Tuesday, April 11, 2023

The Edward J. O'Brien House - 313 West 80th Street

Developer Bernard S. Levy was prolific on the Upper West Side in the last decades of the 19th century.  He created long rows of residences as well as several "flat," or apartment buildings.  In 1894 he started on another project--a row of six houses on West 80th Street, just steps from elegant Riverside Drive.

Given the upscale neighborhood filled with spacious mansions, Levy's decision to squeeze six homes into the property is a bit surprising.   While other developers may have filled the parcel with four 25-foot wide mansions, Levy's six residences were 16- and 18-feet wide.

But what the homes lacked in width they made up for in architectural charisma.  Architect Charles Israels designed them in the Gothic Revival style.  Their rough-cut stone bases upheld three floors of beige Roman brick.  Israels configured them in an A-B-A-A-B-A pattern, the A models boasting angled oriels at the second floor and sharp gables at the fourth.  The houses were replete with stained glass.  It filled the first and second floor transoms, and announced the street number above the doorway.

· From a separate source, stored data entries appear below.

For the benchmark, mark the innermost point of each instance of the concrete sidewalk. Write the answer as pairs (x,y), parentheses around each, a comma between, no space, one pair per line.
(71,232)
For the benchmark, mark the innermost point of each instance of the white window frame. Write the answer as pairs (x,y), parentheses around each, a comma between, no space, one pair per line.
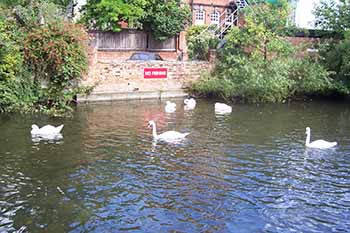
(215,17)
(228,19)
(199,16)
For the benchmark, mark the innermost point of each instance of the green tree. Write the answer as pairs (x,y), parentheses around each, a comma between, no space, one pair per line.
(166,18)
(334,18)
(106,15)
(257,64)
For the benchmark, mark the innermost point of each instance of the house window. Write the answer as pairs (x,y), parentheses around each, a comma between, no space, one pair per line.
(229,16)
(215,18)
(200,16)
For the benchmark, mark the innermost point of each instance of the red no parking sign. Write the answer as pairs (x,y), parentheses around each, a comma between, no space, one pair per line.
(155,73)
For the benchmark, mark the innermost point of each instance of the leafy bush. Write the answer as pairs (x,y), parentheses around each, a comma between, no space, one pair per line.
(258,65)
(56,55)
(255,80)
(200,40)
(18,94)
(11,57)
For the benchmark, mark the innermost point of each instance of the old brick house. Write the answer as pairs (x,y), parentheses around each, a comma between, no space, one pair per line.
(208,12)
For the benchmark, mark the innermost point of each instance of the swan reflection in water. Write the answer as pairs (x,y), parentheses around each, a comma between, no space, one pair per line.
(51,138)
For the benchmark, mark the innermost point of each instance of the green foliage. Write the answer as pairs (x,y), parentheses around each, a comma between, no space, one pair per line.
(37,13)
(41,58)
(106,15)
(57,57)
(200,40)
(254,80)
(334,16)
(18,94)
(335,52)
(258,65)
(165,19)
(11,57)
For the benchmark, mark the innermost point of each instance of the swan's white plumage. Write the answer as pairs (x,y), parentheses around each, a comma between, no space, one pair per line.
(46,130)
(190,104)
(170,107)
(318,144)
(221,108)
(167,136)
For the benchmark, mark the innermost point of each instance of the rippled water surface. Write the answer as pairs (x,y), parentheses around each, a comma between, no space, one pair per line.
(244,172)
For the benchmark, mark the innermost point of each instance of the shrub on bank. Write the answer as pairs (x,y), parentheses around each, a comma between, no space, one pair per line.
(56,56)
(40,69)
(255,80)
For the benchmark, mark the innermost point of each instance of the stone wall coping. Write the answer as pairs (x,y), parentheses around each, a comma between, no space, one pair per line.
(154,62)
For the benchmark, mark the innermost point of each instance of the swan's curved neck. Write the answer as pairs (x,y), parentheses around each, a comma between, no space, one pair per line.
(307,141)
(154,130)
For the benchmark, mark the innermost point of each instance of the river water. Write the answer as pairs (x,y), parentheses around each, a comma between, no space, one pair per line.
(244,172)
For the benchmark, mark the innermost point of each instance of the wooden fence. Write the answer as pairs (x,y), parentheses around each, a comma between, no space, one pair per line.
(130,40)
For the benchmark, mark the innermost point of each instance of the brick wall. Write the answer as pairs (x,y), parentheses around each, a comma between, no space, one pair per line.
(109,73)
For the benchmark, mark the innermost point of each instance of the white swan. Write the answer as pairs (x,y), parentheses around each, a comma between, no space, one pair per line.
(170,107)
(46,130)
(167,136)
(190,104)
(319,144)
(221,108)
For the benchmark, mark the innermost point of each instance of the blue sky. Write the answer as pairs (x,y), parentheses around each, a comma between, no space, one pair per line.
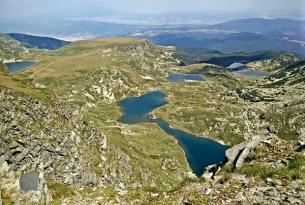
(20,9)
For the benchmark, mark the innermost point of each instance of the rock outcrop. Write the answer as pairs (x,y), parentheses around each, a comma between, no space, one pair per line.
(53,140)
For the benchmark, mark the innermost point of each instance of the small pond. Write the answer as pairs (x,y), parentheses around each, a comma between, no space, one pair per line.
(234,66)
(199,151)
(251,73)
(18,66)
(181,77)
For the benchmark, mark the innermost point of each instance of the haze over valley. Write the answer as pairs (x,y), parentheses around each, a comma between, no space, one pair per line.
(152,102)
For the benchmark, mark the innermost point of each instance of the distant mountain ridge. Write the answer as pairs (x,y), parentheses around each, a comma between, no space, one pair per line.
(259,25)
(243,35)
(38,41)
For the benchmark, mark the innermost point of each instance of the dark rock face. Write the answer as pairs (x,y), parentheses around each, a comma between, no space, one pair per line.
(52,139)
(29,181)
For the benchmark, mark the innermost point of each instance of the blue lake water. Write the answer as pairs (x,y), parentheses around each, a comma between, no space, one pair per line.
(251,73)
(199,151)
(181,77)
(17,66)
(236,65)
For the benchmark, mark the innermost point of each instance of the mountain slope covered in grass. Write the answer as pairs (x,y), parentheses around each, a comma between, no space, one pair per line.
(38,41)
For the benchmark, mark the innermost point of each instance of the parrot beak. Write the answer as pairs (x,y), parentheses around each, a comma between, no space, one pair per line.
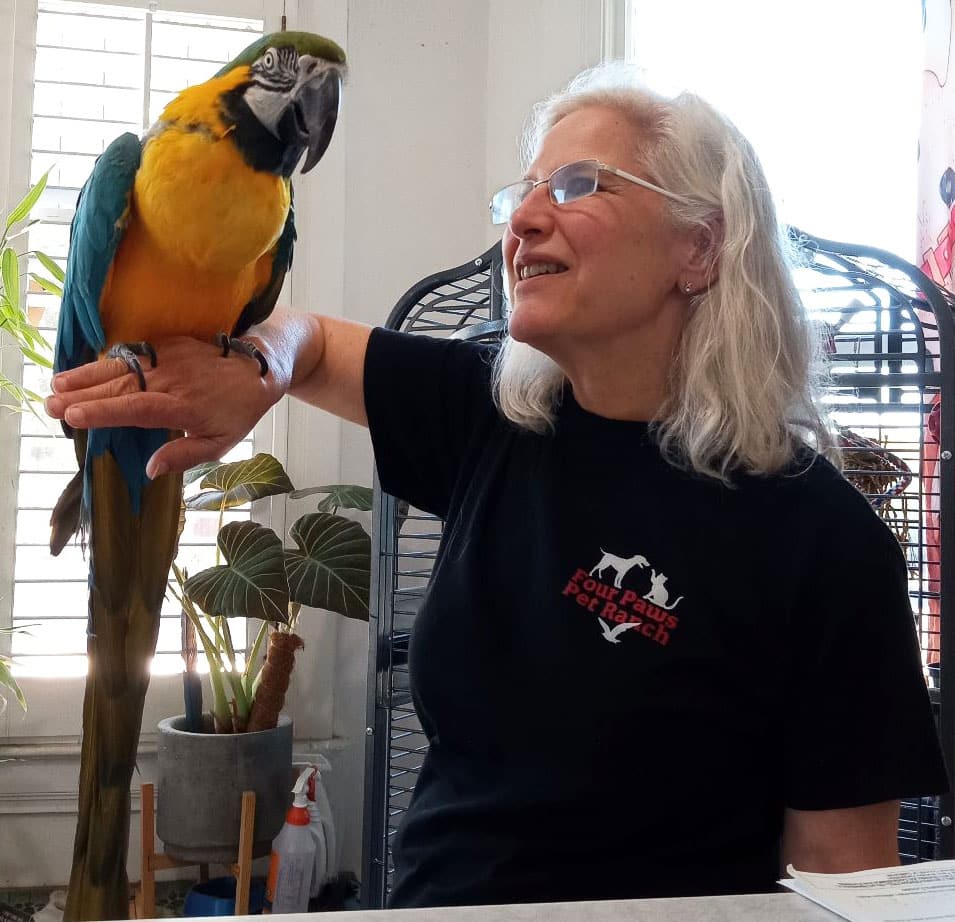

Bernard Levy priced the houses at $24,500 to $26,000--the higher price equal to about $807,000 in 2023.  A brochure described:

On the low stoop entrance plan, with dining room, butler's pantry and kitchen on the same floor.  Two bathrooms, exposed plumbing, parlors in red mahogany, dining rooms quarter oak, second story oak, third and fourth stories ash, 17 rooms in each house.
Among the A models was 313 West 80th Street.  In June 1895 Levy sold it to Edward J. O'Brien and his wife, the former Nellie C. Mulgrew.  O'Brien was a member of M. O'Brien & Son, founded by his father Michael in 1852.  The New York Hotel Record called the firm "the well-known purveyors of first-class vegetables" and "one of the oldest firms in business in New York."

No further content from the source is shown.